Car son modèle reste bien la dictature du parti unique… tout en essayant d’ouvrir encore davantage les vannes du capitalisme et du libre marché. Contre toute attente, ce « grand écart » — ouverture économique, fermeture politique — a plutôt bien marché depuis trente ans. Mais cela peut-il continuer ?

5 commentaires
  • Denis Miron - Inscrit 18 novembre 2013 09 h 34

    L'occident complice du trompe-l'oeil?

    Cela peut-il continuer?
    Absolument car le modèle totalitaire chinois fait l’envie du capitalisme occidental avec ses taux de croissance démesurée par rapport aux leurs…Justin Trudeau a dit tout haut ce que plusieurs politiciens d’ici et d’ailleurs, conservateurs et libéraux, pensent tout bas…tout bas, pour ne pas alerter la galerie, car le totalitarisme fût au cours du 20 ème siècle la bête noire des démocraties montantes, et pour laquelle on engagea 2 guerres mondiales et plusieurs milliers de morts au nom de la liberté.
    Aujourd’hui l’économie capitaliste occidentale est devenue dépendante de la croissance chinoise, on y a déménagé une grande partie de notre industrie, séduit par le «cheap labor» ésclavagiste que seul un régime totalitaire peut se permettre, et par le fait même s’est condamné à un double discours en utilisant le principe de liberté comme un leurre.
    Lorsque l’idéologie néolibérale qui nous dit que l’état fait non seulement parti du problème mais est en soi le problème, elle nous ment effrontément, puisque nos industries ont en grande partie été délocalisée en Chine, là où l’état est tyraniquement roi et maître..Trouver l’erreur…ou le mensonge…ou la trahison? Pour les adeptes de cette idéologie perfide il serait sans aucun doute plus juste de dire que c’est la démocratie qui leur fait probleme…mais cela est inavouable sans trahir les milliers de soldats morts au front pour la défense de nos libertés. Ils sont morts pour qui et pourquoi? À méditer en ce mois de novembre.

    • Jocelyne Lapierre - Inscrite 18 novembre 2013 12 h 57

      Les guerres n'ont pas été faites au nom de la démocratie (qui est un sous-produit de l'industrialisation et des victoires remportées). Ces guerres ont été faites pour s'accaparer du pétrole et des marchés. Ces guerres étaient un combat entre empires existants, mourrants et naissants.
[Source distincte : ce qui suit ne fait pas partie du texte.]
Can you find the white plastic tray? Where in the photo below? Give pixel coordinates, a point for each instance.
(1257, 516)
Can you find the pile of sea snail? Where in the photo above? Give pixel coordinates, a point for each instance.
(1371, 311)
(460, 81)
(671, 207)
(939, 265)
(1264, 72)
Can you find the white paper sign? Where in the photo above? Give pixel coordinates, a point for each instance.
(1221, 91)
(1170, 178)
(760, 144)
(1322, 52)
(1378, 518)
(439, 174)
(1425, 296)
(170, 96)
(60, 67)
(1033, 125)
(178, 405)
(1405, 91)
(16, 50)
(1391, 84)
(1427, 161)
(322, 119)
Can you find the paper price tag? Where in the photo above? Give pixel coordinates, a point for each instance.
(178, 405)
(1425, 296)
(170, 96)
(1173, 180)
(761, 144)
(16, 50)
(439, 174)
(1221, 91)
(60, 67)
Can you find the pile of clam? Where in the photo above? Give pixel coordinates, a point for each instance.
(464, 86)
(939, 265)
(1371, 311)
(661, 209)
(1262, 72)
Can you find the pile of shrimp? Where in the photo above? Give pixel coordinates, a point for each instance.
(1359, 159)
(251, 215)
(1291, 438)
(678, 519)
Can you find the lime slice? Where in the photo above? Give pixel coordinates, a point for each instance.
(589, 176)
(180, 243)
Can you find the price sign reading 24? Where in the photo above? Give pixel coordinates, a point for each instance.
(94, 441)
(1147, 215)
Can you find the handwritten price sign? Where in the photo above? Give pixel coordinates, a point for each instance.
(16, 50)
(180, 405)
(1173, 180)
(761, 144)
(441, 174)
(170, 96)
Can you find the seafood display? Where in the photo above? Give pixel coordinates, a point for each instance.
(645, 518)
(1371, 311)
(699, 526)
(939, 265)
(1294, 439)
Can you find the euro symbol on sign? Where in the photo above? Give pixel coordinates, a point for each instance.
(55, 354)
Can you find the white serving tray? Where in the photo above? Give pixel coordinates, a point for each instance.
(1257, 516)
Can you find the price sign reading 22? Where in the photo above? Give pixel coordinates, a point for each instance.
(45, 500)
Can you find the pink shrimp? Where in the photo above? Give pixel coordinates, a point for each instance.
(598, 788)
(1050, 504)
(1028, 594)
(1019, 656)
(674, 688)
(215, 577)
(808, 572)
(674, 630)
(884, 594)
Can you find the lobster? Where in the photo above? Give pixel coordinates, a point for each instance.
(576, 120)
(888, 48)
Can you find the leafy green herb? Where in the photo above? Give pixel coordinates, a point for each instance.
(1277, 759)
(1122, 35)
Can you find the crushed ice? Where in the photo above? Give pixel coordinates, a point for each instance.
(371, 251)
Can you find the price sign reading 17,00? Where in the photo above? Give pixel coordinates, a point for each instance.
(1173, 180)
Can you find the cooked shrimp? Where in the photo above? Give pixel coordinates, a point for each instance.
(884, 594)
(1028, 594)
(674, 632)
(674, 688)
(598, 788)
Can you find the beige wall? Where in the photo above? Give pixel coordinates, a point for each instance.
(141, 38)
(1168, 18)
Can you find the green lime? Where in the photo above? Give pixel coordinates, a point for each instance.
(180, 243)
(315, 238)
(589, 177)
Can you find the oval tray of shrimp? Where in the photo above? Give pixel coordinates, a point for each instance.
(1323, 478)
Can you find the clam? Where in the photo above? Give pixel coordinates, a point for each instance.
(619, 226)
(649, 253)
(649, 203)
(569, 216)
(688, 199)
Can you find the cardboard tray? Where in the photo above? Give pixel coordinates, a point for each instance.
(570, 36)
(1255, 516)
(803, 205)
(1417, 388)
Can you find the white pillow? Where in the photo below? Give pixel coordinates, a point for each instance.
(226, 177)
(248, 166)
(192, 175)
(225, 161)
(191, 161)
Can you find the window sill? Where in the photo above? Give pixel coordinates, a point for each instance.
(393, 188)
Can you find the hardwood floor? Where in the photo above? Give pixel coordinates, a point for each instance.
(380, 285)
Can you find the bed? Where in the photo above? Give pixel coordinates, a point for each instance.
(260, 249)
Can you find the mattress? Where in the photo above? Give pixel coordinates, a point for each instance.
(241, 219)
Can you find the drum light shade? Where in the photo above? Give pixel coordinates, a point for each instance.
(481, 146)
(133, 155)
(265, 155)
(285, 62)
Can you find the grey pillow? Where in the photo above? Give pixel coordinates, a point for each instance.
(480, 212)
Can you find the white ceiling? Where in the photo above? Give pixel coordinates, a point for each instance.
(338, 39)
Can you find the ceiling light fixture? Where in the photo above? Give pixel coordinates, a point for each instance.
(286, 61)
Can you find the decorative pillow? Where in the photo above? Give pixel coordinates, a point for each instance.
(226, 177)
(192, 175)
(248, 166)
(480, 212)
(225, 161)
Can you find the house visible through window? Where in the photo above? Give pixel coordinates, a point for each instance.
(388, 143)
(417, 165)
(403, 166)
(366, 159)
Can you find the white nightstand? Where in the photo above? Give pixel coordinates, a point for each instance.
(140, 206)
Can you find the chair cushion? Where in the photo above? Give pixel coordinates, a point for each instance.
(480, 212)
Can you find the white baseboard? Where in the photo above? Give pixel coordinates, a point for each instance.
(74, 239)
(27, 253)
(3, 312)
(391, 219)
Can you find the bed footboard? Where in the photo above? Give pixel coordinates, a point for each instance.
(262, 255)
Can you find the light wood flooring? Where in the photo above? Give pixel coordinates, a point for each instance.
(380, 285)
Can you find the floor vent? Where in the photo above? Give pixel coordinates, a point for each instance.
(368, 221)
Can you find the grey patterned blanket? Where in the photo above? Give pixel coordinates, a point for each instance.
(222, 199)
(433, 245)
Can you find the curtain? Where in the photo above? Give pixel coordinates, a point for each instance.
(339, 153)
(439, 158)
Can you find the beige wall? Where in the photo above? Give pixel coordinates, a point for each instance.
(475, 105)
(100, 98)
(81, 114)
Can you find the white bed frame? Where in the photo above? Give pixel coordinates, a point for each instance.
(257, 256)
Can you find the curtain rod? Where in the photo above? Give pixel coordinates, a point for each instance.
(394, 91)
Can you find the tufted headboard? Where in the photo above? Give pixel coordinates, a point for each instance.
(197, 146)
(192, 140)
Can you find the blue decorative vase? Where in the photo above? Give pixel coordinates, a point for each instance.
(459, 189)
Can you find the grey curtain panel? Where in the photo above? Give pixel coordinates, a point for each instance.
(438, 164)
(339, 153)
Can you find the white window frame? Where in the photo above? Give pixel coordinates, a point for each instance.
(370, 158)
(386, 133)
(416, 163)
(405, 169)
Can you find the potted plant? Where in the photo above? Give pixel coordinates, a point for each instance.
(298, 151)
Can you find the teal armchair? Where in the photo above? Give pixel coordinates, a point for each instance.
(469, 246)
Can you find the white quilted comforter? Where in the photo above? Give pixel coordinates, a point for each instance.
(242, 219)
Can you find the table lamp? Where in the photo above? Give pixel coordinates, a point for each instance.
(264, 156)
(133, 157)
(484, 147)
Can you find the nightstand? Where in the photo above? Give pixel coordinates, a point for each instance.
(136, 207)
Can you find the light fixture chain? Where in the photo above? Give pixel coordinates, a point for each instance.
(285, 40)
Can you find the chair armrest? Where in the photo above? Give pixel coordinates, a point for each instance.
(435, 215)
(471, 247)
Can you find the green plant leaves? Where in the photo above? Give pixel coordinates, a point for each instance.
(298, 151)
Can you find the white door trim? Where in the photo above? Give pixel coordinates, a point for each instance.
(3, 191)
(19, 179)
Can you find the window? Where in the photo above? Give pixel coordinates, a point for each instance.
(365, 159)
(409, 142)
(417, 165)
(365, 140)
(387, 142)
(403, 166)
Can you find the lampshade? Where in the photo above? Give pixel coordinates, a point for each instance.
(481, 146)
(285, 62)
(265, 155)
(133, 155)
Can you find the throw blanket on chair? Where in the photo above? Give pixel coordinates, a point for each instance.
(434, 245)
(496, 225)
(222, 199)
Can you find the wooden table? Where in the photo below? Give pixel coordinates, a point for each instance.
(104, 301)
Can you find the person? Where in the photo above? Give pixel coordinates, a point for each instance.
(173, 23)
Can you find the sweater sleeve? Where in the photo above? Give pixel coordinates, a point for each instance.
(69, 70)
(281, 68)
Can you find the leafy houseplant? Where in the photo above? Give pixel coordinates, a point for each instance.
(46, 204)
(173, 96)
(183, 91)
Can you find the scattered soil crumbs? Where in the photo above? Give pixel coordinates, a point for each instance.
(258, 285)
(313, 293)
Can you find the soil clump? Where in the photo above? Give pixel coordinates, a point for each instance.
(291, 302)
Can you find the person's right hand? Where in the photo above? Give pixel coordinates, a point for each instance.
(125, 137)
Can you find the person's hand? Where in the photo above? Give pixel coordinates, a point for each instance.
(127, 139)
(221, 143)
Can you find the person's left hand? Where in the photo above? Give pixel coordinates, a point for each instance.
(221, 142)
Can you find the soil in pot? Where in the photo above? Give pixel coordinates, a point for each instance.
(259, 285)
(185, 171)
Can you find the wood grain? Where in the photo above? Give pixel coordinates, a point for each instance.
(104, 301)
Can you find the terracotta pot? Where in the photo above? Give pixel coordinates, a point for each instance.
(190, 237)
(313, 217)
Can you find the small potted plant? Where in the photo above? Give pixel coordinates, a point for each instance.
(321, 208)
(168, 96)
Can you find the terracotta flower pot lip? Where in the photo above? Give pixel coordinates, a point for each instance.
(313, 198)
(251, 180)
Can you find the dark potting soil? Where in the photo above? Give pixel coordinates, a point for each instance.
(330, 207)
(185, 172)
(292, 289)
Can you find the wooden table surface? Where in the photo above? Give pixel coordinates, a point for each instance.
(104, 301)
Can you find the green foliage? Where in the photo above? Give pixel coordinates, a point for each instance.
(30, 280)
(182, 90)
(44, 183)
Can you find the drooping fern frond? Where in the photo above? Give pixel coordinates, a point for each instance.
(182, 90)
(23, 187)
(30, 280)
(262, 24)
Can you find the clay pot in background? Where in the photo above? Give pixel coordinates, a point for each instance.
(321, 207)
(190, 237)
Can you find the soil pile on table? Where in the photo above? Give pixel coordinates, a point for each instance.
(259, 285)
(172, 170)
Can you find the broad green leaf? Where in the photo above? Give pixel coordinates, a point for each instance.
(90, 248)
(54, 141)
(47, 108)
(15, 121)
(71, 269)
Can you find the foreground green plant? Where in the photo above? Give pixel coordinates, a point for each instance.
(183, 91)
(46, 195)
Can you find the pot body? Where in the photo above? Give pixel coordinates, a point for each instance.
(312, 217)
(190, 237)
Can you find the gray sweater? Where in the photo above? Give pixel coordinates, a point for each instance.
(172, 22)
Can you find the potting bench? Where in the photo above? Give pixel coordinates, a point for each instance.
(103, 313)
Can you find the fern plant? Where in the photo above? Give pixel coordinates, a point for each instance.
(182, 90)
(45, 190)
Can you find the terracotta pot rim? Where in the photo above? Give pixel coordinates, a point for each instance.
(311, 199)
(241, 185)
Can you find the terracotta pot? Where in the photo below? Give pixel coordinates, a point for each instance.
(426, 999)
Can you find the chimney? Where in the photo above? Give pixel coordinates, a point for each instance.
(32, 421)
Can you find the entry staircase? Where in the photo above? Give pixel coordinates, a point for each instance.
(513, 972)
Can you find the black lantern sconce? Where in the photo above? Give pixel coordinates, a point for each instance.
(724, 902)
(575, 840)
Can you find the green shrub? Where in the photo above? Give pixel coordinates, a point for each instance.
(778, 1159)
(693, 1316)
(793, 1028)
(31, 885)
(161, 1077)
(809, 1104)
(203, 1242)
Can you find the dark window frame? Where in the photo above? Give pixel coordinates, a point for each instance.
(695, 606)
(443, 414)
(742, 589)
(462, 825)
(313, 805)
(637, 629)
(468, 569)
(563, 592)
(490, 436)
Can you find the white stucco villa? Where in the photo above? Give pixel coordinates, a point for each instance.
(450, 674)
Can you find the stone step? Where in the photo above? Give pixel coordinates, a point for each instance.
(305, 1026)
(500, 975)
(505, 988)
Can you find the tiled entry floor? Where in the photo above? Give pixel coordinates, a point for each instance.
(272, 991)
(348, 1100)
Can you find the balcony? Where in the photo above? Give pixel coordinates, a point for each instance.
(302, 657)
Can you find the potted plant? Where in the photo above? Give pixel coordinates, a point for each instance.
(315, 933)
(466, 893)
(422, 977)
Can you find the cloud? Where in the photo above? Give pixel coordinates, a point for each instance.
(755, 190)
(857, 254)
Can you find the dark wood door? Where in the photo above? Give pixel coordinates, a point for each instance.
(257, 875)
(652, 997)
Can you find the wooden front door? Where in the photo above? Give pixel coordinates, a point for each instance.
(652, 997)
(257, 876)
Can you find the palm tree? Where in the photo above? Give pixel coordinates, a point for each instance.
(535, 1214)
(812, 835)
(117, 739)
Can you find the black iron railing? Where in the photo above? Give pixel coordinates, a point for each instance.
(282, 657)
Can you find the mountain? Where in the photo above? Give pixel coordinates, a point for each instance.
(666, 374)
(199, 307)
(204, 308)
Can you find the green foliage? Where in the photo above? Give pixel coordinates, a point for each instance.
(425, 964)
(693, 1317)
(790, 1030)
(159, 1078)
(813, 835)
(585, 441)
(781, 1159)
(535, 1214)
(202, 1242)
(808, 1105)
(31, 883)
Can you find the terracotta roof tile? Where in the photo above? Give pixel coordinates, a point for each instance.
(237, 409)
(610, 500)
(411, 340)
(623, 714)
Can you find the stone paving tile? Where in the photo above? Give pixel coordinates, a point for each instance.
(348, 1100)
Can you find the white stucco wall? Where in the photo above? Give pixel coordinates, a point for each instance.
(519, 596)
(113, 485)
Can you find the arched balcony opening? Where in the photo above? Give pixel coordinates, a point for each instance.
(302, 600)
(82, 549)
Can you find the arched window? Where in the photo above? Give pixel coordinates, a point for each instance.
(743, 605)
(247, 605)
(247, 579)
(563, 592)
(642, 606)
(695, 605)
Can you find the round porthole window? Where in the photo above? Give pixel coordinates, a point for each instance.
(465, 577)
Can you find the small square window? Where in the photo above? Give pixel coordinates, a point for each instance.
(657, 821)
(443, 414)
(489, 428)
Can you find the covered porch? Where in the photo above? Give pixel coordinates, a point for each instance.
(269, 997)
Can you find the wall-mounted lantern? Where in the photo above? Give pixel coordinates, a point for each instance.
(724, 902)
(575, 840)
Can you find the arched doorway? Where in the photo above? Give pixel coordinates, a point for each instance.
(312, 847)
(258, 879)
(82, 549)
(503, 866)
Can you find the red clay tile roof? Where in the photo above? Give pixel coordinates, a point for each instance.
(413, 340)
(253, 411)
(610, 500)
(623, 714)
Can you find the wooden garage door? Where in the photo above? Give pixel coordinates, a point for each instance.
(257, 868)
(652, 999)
Les soldats n'étaient que la chair à canons et la plupart ne connaissaient même pas leur ennemi et mourraient dans le fonds des tranchées, dans la boue et sans gloire.

    • Denis Miron - Inscrit 18 novembre 2013 18 h 01

      Revisez votre histoire, madame, la guerre de 39-45 contre l’Allemagne n’est pas une guerre motivée par le pétrole, mais bien par la montée du fascisme et du nazisme, voici quelques références pour vous guider

      (http://compodispo.free.fr/voir-histoire.php?id=4#I Histoire- Chapitre IV 39-45, de ce second conflit planétaire

    • Jocelyne Lapierre - Inscrite 18 novembre 2013 20 h 42

      Oui, en effet. Je parlais cependant de tout la période précédant la première guerre, jusqu'à la deuxième guerre, au cours de laquelle il y a eu effectivement des guerres de territoires et de conquête des marchés.

  • Richard Laroche - Inscrit 18 novembre 2013 13 h 11

    L'immoralité honnête

    Entre un parti unique et tyrannique qui s'affirme en toute honnêteté et un système de capitalisme de copinage qui se cache derrière une illusion de libre marché...

    Au mieux, on peut se concoler avec des statistiques et dire qu'en occident, nous avons un moins grand pourcentage de travailleurs contraints à des vies misérables. D'un autre coté, peut-être que l'immoralité honnête est une coche moins immorale que l'immoralité malhonnête?